By Hanny Wan
Jan. 15 (Bloomberg) -- Hong Kong’s benchmark stock index fell by the most in a month on concern slowing demand is deepening the global economic slump.
Foxconn International Holdings Ltd., the world’s largest contract maker of mobile phones, plunged 5.1 percent after U.S. retail sales dropped at more than double the pace economists expected. Esprit Holdings Ltd., a retailer that makes more than four-fifths of its sales in Europe, tumbled 8.1 percent after a report showed Germany’s economy is deteriorating. HSBC Holdings Plc fell 5.7 percent, extending yesterday’s drop after Morgan Stanley earlier this week predicted declining earnings may force the bank to raise as much as $30 billion.
“This will be a pretty tough year,” Wendy Liu, head of China research at RBS ABN Amro, said on Bloomberg Television. “At the street level, the sentiment is a bit more negative than among some of the investors that are hoping the worst is over. You don’t quite see that in economic data yet.”

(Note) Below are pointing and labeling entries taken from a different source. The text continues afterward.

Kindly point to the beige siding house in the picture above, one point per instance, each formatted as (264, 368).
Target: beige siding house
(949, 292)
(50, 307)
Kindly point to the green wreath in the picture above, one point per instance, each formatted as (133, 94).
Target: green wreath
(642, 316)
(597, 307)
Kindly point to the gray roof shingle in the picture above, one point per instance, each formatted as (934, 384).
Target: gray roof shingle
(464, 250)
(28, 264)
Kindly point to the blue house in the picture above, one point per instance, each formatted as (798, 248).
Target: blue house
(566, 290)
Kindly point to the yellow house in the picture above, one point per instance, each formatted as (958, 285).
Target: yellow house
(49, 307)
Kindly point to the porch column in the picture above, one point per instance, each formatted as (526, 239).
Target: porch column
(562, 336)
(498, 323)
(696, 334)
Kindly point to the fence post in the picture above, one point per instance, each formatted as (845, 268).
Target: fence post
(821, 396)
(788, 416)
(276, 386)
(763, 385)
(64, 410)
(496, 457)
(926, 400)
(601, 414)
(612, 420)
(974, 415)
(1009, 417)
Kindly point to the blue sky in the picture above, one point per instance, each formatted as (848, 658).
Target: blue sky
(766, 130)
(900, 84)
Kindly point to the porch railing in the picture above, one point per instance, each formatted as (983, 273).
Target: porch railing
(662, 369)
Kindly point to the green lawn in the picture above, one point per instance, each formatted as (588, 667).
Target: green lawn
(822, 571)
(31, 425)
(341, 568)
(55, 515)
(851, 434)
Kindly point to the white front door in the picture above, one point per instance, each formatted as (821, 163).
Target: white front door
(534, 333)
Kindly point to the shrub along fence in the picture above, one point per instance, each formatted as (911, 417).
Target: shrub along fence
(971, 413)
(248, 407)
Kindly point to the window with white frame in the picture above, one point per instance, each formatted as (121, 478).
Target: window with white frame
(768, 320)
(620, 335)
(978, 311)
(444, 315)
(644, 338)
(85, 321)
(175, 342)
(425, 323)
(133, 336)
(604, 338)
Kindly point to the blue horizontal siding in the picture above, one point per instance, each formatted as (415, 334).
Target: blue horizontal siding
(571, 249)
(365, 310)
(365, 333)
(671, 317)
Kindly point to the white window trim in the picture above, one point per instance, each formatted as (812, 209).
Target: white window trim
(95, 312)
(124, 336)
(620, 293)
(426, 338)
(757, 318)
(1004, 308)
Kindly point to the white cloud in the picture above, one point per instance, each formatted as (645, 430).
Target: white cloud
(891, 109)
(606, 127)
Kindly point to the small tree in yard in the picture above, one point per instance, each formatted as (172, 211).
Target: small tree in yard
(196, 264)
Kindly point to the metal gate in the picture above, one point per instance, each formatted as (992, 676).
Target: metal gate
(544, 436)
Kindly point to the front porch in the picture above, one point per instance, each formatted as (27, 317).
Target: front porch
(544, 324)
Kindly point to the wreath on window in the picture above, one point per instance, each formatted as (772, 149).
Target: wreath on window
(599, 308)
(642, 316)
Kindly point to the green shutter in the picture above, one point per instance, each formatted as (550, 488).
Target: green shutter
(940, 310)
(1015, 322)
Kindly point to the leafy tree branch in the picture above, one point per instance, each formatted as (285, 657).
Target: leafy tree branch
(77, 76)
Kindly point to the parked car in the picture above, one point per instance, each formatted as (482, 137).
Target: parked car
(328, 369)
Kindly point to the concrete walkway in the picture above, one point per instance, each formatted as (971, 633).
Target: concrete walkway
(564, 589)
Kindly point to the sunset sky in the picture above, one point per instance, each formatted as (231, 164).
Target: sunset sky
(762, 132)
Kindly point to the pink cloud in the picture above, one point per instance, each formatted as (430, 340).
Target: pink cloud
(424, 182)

The Hang Seng Index lost 686.59, or 5 percent, to 13,018.02 as of 3:01 p.m. local time, its largest slump since Dec. 12 and set for its lowest close since Nov. 25. The Hang Seng China Enterprises Index, which tracks Chinese companies’ so-called H shares, declined 4.7 percent to 6,878.02.
The Hang Seng Index tumbled 48 percent last year, the most since 1974, as the world’s biggest economies slipped into recessions. The benchmark index has declined 9.5 percent this year.
Foxconn retreated 5.1 percent to HK$2.99. Li & Fung Ltd., which sells goods to Wal-Mart Stores Inc., fell 4.6 percent to HK$12.52.
Esprit Tumbles
Sales at U.S. retailers lost 2.7 percent in December, the sixth-straight month of declines, the longest losing streak since comparable records began in 1992, the Commerce Department said yesterday.
Esprit tumbled 8.1 percent to HK$37.30, its largest slump since Dec. 17. Germany’s economy, Europe’s largest, may have contracted as much as 2 percent in the fourth quarter, the country’s statistics office said yesterday. That would be its biggest decline in more than two decades.
HSBC, Europe’s largest bank by market value, lost 5.7 percent to HK$66, adding to a three-day, 6.3 percent decline, and headed for its lowest close since February 1999. Morgan Stanley predicted the bank’s profit is likely to fall “sharply” this year and won’t recover until 2011 at the earliest, according to a note dated Jan. 13.
All stocks on the 42-member Hang Seng Index dropped, except for Bank of China Ltd. January futures slipped 5.6 percent to 12,940.
The following stocks rose or fell. Stock symbols are in brackets after company names.
Mainland Chinese developers: China Overseas Land & Investment Ltd. (688 HK), a developer controlled by China’s construction ministry, dropped 32 cents, or 3 percent, to HK$10.48. Shimao Property Holdings Ltd. (813 HK), the Chinese developer controlled by billionaire Xu Rongmao, declined 30 cents, or 6.3 percent, to HK$4.45. Country Garden Holdings Co. (2007 HK), a Chinese real estate company, retreated 11 cents, or 6.7 percent, to HK$1.54.
Home prices and sales in China, which fell last year for the first time in a decade, will continue dropping until they reach a “reasonable” level and will rebound in 2011, property agency DTZ said. Prices in Beijing, Shanghai, Guangzhou and Shenzhen, the “first tier” cities, fell 17 percent last year and will drop 10 percent this year and 5 percent in 2010 before rising in 2011, said Alan Chiang, head of DTZ’s China residential business.
Nine Dragons Paper (Holdings) Ltd. (2689 HK) sank 24 cents, or 13 percent, to HK$1.61. China’s biggest maker of containerboard paper for packaging said yesterday there was a “substantial” profit reduction in the six months ended Dec. 31.
Tianjin Port Development Holdings Ltd. (3382 HK), a Chinese container port operator, fell 11 cents, or 6.1 percent, to HK$1.70, the most since Dec. 12 after Merrill Lynch & Co. cut its stock rating to “underperform” from “buy,” citing poor cost control.
ZTE Corp. (763 HK) plunged HK$2.35, or 9.6 percent, to HK$22.05. China’s second-biggest maker of phone-network equipment was cut to “sell’ from “buy” by Citigroup Inc., which said recent gains in the shares more than accounted for the prospect of increased spending on high-speed wireless services.